Machine Learning. Already underway is a second secular shift that forces you to ask with renewed urgency whether there is a whole new cohort of patsies. The confluence of big data, artificial intelligence and machine learning prompted Jason Karp, fund manager at Tourbillon Capital, to ask, “What do you know that a machine cannot work out?” If a machine can work out what you do, it’s a matter of time before it eats your lunch.
The design of your investment process, at its most fundamental, is about identifying your edge (whether you know something that other humans don’t know and that machines can’t learn) and then devising a system (a series of repeatable steps) that utilises that edge to convert data into alpha. The system for conversion can be purely quantitative, it can be qualitative, or some combination of the two. And it can involve the use of machines or not.

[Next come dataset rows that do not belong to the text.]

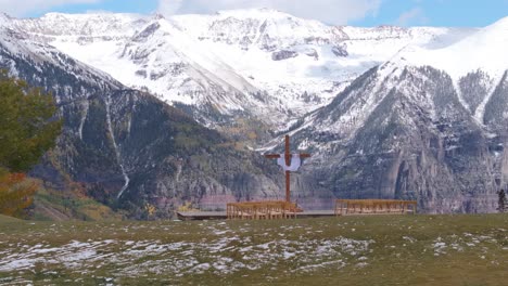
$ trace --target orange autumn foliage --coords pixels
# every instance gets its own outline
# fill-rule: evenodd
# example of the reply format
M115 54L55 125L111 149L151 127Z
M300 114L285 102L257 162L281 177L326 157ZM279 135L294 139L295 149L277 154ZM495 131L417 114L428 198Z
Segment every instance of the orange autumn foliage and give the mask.
M21 216L34 200L38 185L26 179L24 173L0 174L0 213Z

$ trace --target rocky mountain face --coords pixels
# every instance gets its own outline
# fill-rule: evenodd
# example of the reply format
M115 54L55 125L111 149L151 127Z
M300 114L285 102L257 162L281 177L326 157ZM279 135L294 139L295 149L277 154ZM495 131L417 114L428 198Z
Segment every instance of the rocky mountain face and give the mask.
M64 130L33 176L87 195L131 218L145 206L164 218L185 203L277 197L277 169L153 95L128 89L54 48L4 28L0 66L58 99Z
M506 20L355 28L247 10L0 24L0 65L52 91L65 120L34 174L132 218L147 204L163 218L185 202L282 197L259 154L281 152L274 134L313 154L292 176L306 209L341 197L494 211L508 180Z
M293 139L317 156L299 187L418 199L427 212L495 211L508 179L507 23L443 49L405 49L301 120Z
M50 13L10 25L207 127L250 129L257 143L267 139L259 128L287 129L405 46L437 47L472 32L334 27L268 9L169 18Z

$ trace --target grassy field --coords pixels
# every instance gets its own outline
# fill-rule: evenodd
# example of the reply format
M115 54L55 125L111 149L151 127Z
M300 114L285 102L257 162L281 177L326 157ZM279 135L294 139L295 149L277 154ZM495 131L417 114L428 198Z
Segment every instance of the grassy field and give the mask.
M274 221L0 218L5 285L508 285L508 214Z

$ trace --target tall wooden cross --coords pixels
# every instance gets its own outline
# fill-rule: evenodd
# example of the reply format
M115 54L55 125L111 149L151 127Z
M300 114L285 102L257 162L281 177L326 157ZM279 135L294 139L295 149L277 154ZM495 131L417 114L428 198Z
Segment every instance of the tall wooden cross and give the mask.
M291 153L290 153L290 138L289 135L285 135L285 148L284 148L284 159L285 159L285 165L290 166L291 164ZM279 154L265 154L265 157L270 158L270 159L277 159L280 158ZM300 153L301 158L308 158L310 157L310 154L307 153ZM291 196L290 196L290 171L285 171L285 202L291 202Z

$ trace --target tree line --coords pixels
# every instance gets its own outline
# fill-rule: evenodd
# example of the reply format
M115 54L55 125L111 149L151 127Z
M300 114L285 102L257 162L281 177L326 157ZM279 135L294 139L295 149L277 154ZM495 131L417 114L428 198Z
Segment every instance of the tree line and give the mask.
M37 183L26 173L62 130L51 93L0 72L0 213L23 216Z

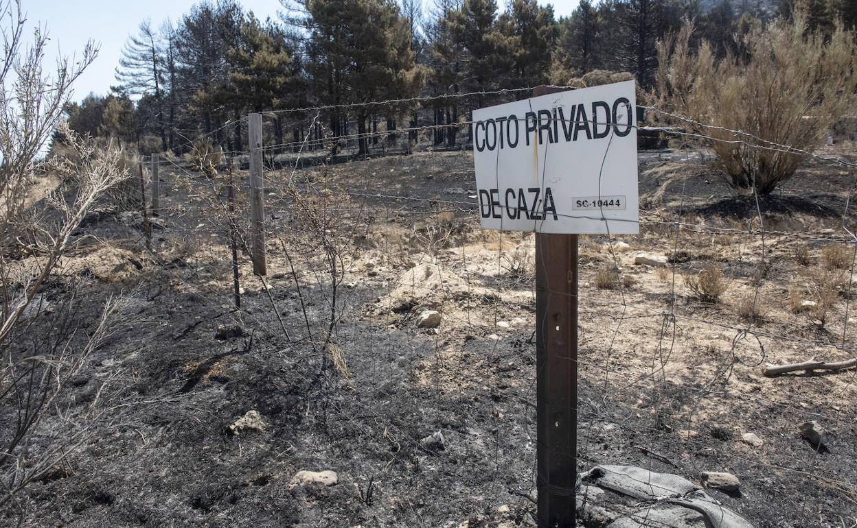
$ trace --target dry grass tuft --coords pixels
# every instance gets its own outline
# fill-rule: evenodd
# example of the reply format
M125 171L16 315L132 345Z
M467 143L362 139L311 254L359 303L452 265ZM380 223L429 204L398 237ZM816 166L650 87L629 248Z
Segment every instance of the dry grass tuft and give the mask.
M511 277L524 282L531 282L536 276L535 253L527 244L522 244L502 257L502 267Z
M595 274L595 285L601 289L615 289L619 286L619 273L610 264L602 266Z
M723 272L714 263L703 268L697 276L685 276L685 284L694 297L706 304L718 302L728 288Z
M809 252L809 246L801 244L794 248L794 261L801 266L812 264L812 255Z
M828 270L845 270L851 265L851 251L842 244L828 244L821 249L821 262Z
M659 106L722 128L675 120L715 139L709 145L734 188L770 193L794 175L804 155L758 147L767 141L812 151L852 107L857 35L842 25L826 35L812 33L805 15L793 18L749 31L739 56L719 58L708 42L692 45L692 24L658 44ZM728 129L748 135L736 142Z
M737 310L739 317L751 323L761 321L768 311L762 298L755 294L742 297L738 301Z
M656 276L657 279L662 282L668 282L669 276L670 276L669 270L668 270L667 268L657 268L656 270L655 270L655 276Z

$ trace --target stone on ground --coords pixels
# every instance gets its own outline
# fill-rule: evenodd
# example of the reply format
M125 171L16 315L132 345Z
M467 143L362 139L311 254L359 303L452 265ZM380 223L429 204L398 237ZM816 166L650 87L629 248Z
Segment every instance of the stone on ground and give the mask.
M336 472L308 472L300 471L291 478L289 483L289 489L294 489L298 486L307 486L310 484L321 484L323 486L333 486L339 482L339 477Z
M437 328L440 325L440 312L423 310L417 316L417 328Z
M725 493L738 493L741 481L732 473L721 472L703 472L700 476L706 488L718 489Z
M634 264L646 266L665 266L667 258L663 255L654 255L651 253L637 253L634 257Z
M741 440L744 441L744 443L754 448L761 448L762 444L764 443L764 441L757 436L755 433L744 433L741 435Z
M259 414L258 411L248 411L243 417L230 425L229 430L232 431L233 435L237 436L245 430L262 432L265 430L265 427L267 427L267 424L262 419L262 415Z
M446 448L446 439L438 430L420 440L420 445L431 451L442 451Z
M815 420L804 422L799 427L800 428L800 436L812 444L813 448L818 448L824 447L830 441L830 436L828 434L827 430Z

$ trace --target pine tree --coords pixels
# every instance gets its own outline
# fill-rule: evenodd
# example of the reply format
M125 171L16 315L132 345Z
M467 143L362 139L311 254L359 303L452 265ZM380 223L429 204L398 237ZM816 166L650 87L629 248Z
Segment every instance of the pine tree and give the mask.
M248 111L282 108L294 83L291 51L279 27L262 26L252 13L242 24L237 42L227 53L228 80L213 89L212 97L236 118ZM275 136L281 144L282 129L275 119ZM236 128L235 150L242 150L240 129Z
M120 90L131 95L153 97L157 109L157 128L163 149L167 149L164 122L164 68L161 63L160 39L148 20L140 24L140 33L129 38L122 50L116 78Z
M327 80L327 103L405 98L422 87L408 21L393 0L306 0L305 7L309 55L315 59L310 73L317 84ZM358 106L354 112L361 153L369 151L369 110ZM339 118L333 113L333 121ZM332 128L339 134L334 124Z
M528 86L548 82L551 51L559 33L553 7L540 7L536 0L512 0L497 26L512 57L508 85Z
M590 0L581 0L570 16L560 19L559 31L552 82L566 84L572 77L600 67L597 41L601 21Z
M833 14L828 0L798 0L796 7L806 17L809 31L826 35L833 32Z
M854 0L833 0L833 9L845 27L857 29L857 2Z
M189 110L201 116L206 133L215 128L215 121L219 125L225 119L213 91L228 80L227 54L238 40L243 21L243 12L234 0L203 2L194 6L177 30L177 84ZM223 139L219 133L218 139Z

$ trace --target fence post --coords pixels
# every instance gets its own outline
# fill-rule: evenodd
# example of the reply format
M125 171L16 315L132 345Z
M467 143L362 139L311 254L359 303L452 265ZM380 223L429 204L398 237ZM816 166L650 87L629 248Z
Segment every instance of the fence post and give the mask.
M554 91L533 90L533 96ZM536 234L536 431L539 528L575 525L578 235Z
M250 145L250 222L253 273L267 275L265 262L265 185L262 181L262 115L248 116L248 142Z
M146 207L146 178L143 177L143 162L140 162L140 194L141 211L143 212L143 232L146 234L146 249L152 251L152 224L149 222L149 211Z
M158 175L158 154L152 155L152 216L160 212L160 177Z
M228 158L229 166L229 244L232 250L232 289L235 307L241 308L241 282L238 279L238 244L235 225L235 186L232 184L232 159Z

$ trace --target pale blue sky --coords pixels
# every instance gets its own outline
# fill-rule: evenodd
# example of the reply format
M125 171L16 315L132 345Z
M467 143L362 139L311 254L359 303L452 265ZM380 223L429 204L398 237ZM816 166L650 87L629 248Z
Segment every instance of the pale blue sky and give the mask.
M578 0L539 0L553 3L557 16L567 15ZM238 0L245 9L264 20L277 18L281 9L279 0ZM428 3L430 0L423 0ZM92 66L75 85L75 99L82 99L90 92L106 94L115 84L114 70L119 62L122 47L129 35L136 33L144 19L152 19L158 27L167 18L177 21L187 13L195 0L22 0L27 15L27 26L46 26L51 36L49 50L52 61L59 53L80 55L87 39L100 44L101 50ZM505 3L503 0L498 3Z

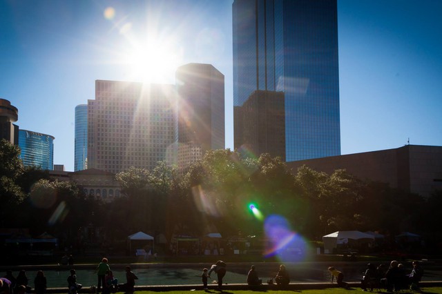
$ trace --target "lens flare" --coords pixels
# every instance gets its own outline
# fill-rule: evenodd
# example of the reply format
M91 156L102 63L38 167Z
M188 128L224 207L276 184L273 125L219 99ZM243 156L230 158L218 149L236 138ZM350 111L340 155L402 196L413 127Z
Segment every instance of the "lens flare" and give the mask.
M48 224L53 226L57 222L63 222L66 217L68 215L69 209L66 206L66 203L64 201L60 202L57 207L57 209L54 211L50 218L48 221Z
M108 20L112 20L115 17L115 10L113 7L108 7L103 12L104 18Z
M292 231L289 222L280 215L270 215L265 221L264 229L268 238L265 256L276 256L284 262L299 261L305 257L307 244L298 234Z
M258 209L258 208L255 204L252 204L249 205L249 208L250 208L250 210L253 213L255 217L256 217L258 219L261 221L264 219L264 216L262 215L262 213L261 213L261 212L259 210L259 209Z

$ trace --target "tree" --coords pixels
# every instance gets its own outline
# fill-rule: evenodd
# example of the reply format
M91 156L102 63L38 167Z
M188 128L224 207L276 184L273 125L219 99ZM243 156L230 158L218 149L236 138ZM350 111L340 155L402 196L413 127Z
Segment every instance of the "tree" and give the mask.
M15 225L18 206L25 198L17 183L23 173L20 152L19 147L0 140L0 226L3 227Z
M122 193L133 198L144 194L149 175L148 170L131 166L115 175L115 179L119 182Z

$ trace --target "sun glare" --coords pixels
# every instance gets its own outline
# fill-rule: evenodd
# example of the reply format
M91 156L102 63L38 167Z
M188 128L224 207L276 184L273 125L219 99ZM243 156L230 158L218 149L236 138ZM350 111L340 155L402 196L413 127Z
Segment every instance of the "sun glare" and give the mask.
M131 76L144 82L173 83L175 72L181 65L179 54L155 41L137 46L128 55Z

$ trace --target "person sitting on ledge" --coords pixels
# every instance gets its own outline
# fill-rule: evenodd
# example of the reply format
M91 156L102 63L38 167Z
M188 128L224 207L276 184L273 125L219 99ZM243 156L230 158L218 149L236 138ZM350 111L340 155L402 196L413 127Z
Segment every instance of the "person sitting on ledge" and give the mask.
M280 286L288 285L290 283L290 276L284 264L279 266L279 271L275 277L275 282L277 285Z
M258 277L258 272L255 270L255 266L250 267L247 273L247 284L251 286L260 285L262 280Z

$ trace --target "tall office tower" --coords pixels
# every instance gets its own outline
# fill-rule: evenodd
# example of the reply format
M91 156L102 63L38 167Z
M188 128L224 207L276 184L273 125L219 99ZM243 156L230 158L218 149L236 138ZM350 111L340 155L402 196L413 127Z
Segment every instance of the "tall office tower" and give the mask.
M88 100L88 168L116 173L165 160L175 101L173 85L96 81L95 99Z
M240 109L244 121L241 133L247 150L285 160L284 93L256 90Z
M235 0L233 33L234 106L283 92L286 161L340 155L336 0Z
M224 75L211 64L189 63L176 71L178 93L178 166L206 151L224 149Z
M0 98L0 139L19 144L19 127L12 124L19 119L19 110L6 99Z
M74 171L87 169L88 156L88 105L75 107L75 143Z
M31 130L19 130L19 157L26 166L39 166L52 170L54 168L54 137Z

Many fund managers are not sufficiently clear on what their process really is, where alpha has really come from in the past, and where it might reasonably come from in the future. What they call their investment process, is not so much something that has been consciously designed, but rather more a hodge-podge of happenstance, history, and hype.
Happenstance. The guys from Marketing get their way for the launch of a new fund in a new area because they say it’s a hot story right now and they can sell a bucketload.
History. The way that clients’ money gets invested is an awkward compromise between the two teams that were thrust together after Management’s most recent attempt to achieve scale.
Hype. Your process is really just a story that you tell to soothe or excite your clients and prospects, but which is only loosely, if at all, connected to what you and your team actually do.
If you don’t want to be a patsy, you need to make a dispassionate assessment of the nature and extent of your competitive advantage, and you need to design a process that exploits your advantage. A lack of clarity about your edge will generate significant quantities of noise; it will make you do things that you shouldn’t do and make you not do things that you should, both of which will result in the destruction of alpha.
When you go through the inevitable fallow patch in performance, you will be tempted to blame it on something. Publicly, the prime suspect is usually an irrational market; privately, the target might be your irrational colleagues. Whatever the supposed cause of poor performance, the inclination to assign blame is a symptom of noise, and noise will nudge you into looking in the wrong places when your process-design is really the issue.
One of the classic errors that fund managers make when their performance is poor is to redouble their efforts at sticking to their investment disciplines. This sounds right and even heroic, but it is only right if you’re being disciplined about sticking to a well-designed investment process. If the process is poorly designed, in that it doesn’t offer the prospect of a better-than-even chance of generating alpha, sticking to that process is just being disciplined about destroying alpha. Better discipline will not fix a design problem.
Risk & Return
One way to think about process design is to do so using a variation on the traditional risk/return framework.
Return. To generate returns that are different to the market portfolio (hopefully better), you need to have a portfolio that is different to the market portfolio.
Risk. When you hold a portfolio that is different to the market portfolio, you will generate returns that are different to the market portfolio (possibly worse).
As an active fund manager, you need to design a process for identifying investment ideas that are different to consensus opinion, and for implementing those ideas in such a way that your portfolio generates alpha. By definition, alpha opportunities exist in the field of non-consensus ideas, and for those ideas to be harvested as realised alpha, a decent proportion of your calls needs to be right. For some other proportion of the time you will either look wrong or you will actually be wrong. Given that this may be too fine a distinction for your clients and other stakeholders to make, you will need to design a process for surviving when things don’t go your way.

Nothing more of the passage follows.